Si hay una cosa mejor que los atardeceres plácidos de la Provenza son los atardeceres encendidos, en aquellos días que el cielo parece reventar en un remolino de pasión candente. Eso son los espumosos rosados, que son igual o más estimulantes para el bienestar emocional de las personas que los rosé sin burbuja. Hasta hace bien poco un servidor era fiel a los espumosos de trepat, no solo porque la Conca de Barberà me enamore más que los paisajes de la Camarga, sino porque el Tresor Rosé de Pere Ventura o el Rosat Brut de Portell, para poner dos ejemplos, tienen todo aquello que me gusta de un rosado pero añadiendo vibración, y por menos de quince euros. No hace demasiado, eso sí, descubrí otra dimensión de rosado con burbujas, ligeramente más próxima a los rosé franceses que a los trepats tarraconenses, que me cautivó inesperadamente: el Aus pet-nat rosé del Celler de les Aus, de Alta Alella, un espumoso ancestral que es como el MDMA pero con la suerte que ni está lleno de químicos ni hay que comprarlo en el mercado negro: abrirlo significa estar dispuesto a dejarse llevarse por|para su sugestión, pero también tener la certeza que la próxima hora y media de tiempo valdrá la pena y será un viaje rosa del cual no se desea final.

Por tu amor, rosado

Dicen que la metanfetamina es la droga del amor, pero la auténtica droga amorosa es el vino rosado, por mucho que ningún guionista de Citas Barcelona se haya dado cuenta todavía. La mejor manera de encauzar como es debido una cita Tinder, si se produce entre Corpus y la Diada, es pidiendo una copa de rosé, especialmente si se trata de La Rosa de Can Sumoi, posiblemente el mejor rosado elaborado en Catalunya. Si los catalanes veneramos las rosas y las asociamos al amor, los proselitistas del vino rosado veneramos Pel teu amor, Rosó, la mítica obra maestra de la canción catalana, escrita por Miquel Poal-Aregall y compuesta por Josep Ribas el año 1922. En un atardecer estival, se hace difícil no morir de amor y cantar, ni que sea por dentro, "llum de la meva vida, no desfacis ma il·lusió" cuando tienes una copa de rosé en la mano y la mirada de quien te vuelve loco en la otra punta de la mesa. Por eso veneramos también a Rousseau, el filósofo: porque él fue uno de los máximos exponentes del sensualismo, la opción epistemológica contraria al realismo y según la cual el conocimiento se basa necesariamente en las sensaciones.

Can Sumoi La rosa
Un caballero, una princesa y el dragón brindando con La Rosa de Can Sumoi.

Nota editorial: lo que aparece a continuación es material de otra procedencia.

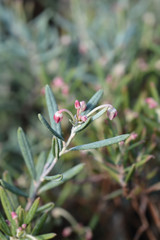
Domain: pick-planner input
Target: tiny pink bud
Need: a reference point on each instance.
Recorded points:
(42, 91)
(83, 106)
(133, 136)
(65, 90)
(67, 232)
(8, 222)
(77, 104)
(14, 215)
(121, 143)
(24, 225)
(84, 118)
(112, 113)
(89, 235)
(58, 82)
(151, 102)
(58, 117)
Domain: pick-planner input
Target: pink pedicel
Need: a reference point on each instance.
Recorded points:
(77, 104)
(58, 82)
(83, 106)
(24, 225)
(151, 102)
(83, 118)
(65, 90)
(58, 116)
(133, 136)
(111, 113)
(42, 91)
(14, 215)
(8, 222)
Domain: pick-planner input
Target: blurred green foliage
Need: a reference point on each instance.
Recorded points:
(112, 45)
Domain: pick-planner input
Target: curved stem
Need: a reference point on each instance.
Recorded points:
(99, 107)
(48, 170)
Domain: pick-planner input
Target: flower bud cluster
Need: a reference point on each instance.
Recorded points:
(81, 107)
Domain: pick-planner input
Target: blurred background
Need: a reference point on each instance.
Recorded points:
(78, 47)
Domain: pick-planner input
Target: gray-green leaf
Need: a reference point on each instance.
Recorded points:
(13, 189)
(52, 108)
(66, 176)
(46, 236)
(32, 211)
(26, 152)
(102, 143)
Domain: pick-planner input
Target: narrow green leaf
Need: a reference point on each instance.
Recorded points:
(93, 101)
(26, 152)
(130, 173)
(5, 203)
(2, 237)
(46, 236)
(66, 176)
(39, 224)
(39, 169)
(40, 165)
(13, 189)
(4, 226)
(102, 143)
(7, 209)
(55, 147)
(46, 208)
(21, 215)
(46, 124)
(13, 198)
(52, 108)
(57, 177)
(32, 211)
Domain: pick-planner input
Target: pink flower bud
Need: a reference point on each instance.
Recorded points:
(14, 215)
(83, 106)
(84, 118)
(112, 113)
(67, 232)
(42, 91)
(24, 225)
(89, 234)
(8, 222)
(65, 90)
(58, 116)
(77, 104)
(151, 102)
(133, 136)
(58, 82)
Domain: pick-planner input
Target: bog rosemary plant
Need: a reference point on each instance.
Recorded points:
(18, 223)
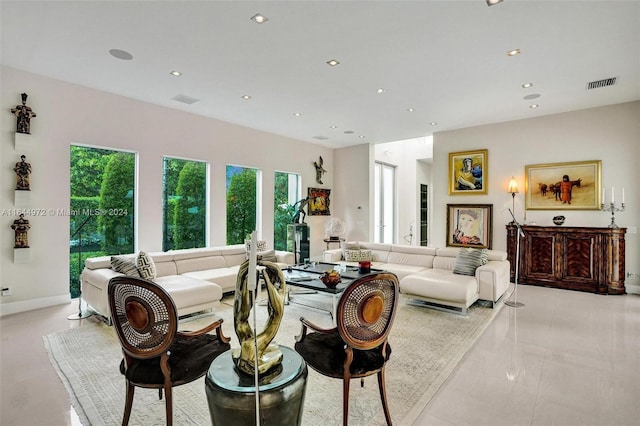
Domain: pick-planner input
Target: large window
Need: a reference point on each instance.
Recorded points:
(101, 215)
(384, 203)
(286, 192)
(184, 203)
(242, 203)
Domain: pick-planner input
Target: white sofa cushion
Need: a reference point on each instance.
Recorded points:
(187, 291)
(441, 284)
(224, 277)
(199, 263)
(399, 269)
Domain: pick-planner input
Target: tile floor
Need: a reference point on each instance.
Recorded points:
(565, 358)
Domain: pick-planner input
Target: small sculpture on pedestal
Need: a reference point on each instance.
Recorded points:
(21, 227)
(23, 171)
(24, 114)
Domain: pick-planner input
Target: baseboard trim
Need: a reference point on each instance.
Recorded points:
(31, 304)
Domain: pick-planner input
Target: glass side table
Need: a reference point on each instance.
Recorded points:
(231, 394)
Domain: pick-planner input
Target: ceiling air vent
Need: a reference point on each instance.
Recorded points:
(601, 83)
(185, 99)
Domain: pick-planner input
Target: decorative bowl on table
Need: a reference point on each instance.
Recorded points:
(330, 278)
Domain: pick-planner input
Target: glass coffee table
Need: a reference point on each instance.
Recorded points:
(308, 277)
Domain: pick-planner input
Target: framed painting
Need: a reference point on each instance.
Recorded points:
(563, 186)
(468, 172)
(319, 201)
(469, 225)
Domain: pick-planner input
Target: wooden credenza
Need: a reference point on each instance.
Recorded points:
(585, 259)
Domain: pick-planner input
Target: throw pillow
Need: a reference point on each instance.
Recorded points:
(146, 266)
(125, 265)
(468, 260)
(267, 256)
(351, 255)
(261, 245)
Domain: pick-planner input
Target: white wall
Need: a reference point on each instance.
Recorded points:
(407, 156)
(354, 190)
(68, 114)
(610, 134)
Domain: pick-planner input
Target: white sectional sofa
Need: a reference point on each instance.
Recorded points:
(427, 273)
(196, 279)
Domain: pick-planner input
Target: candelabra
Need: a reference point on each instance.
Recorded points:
(611, 207)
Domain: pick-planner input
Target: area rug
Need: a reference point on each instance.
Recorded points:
(427, 345)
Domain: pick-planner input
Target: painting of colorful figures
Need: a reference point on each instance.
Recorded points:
(563, 186)
(468, 172)
(319, 201)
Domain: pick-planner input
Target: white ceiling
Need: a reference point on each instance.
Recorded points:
(445, 59)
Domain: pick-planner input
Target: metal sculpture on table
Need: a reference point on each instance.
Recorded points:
(257, 347)
(23, 172)
(24, 114)
(21, 227)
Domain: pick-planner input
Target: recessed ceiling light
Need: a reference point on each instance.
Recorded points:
(121, 54)
(259, 19)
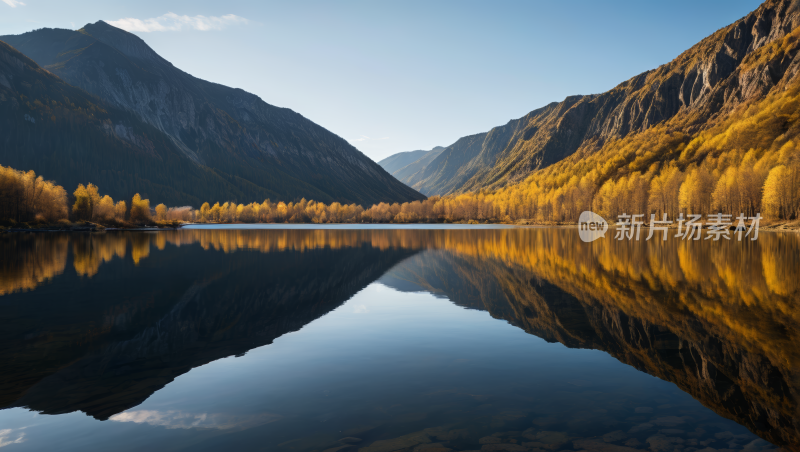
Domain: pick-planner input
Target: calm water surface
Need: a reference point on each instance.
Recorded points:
(380, 340)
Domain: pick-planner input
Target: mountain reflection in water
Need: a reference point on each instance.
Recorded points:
(100, 322)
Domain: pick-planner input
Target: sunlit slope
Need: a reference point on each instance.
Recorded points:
(721, 77)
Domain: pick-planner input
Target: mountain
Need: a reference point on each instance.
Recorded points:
(399, 160)
(736, 66)
(171, 123)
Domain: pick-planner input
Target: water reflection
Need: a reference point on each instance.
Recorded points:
(718, 319)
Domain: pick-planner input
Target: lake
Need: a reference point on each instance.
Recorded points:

Sabemos que Pel teu amor, Rosó es un himno porque sabemos que las sensaciones de cantarlo bebiendo vino rosado nos acercan al conocimiento del desenfreno y la pasión. Sin una copa de vino, La alegría que pasa no es más que una obra teatral de Rusiñol que habla de un circo, pero con una copa de vino rosado en frente, la alegría que pasa es aquello que uno siente por dentro después de beber una bocanada. Aquí radica la magia de este tipo de vino digno del mundo de color rosa: no hace optimista el acto de vivir, sino que lo hace mejor, ya que destapar una botella de rosado es poner el reloj en pausa. Es entrar en una dimensión de algodón ideal pero real, onírica pero despierta, fantasiosa pero terrenal. Y es, sobre todo, tener claro que más allá de los tópicos, el vino rosado no es diferente sino igual de'especial que los otros tipos de vino: una bebida que no se bebe para calmar la sed, sino para avivar la sed de vivir.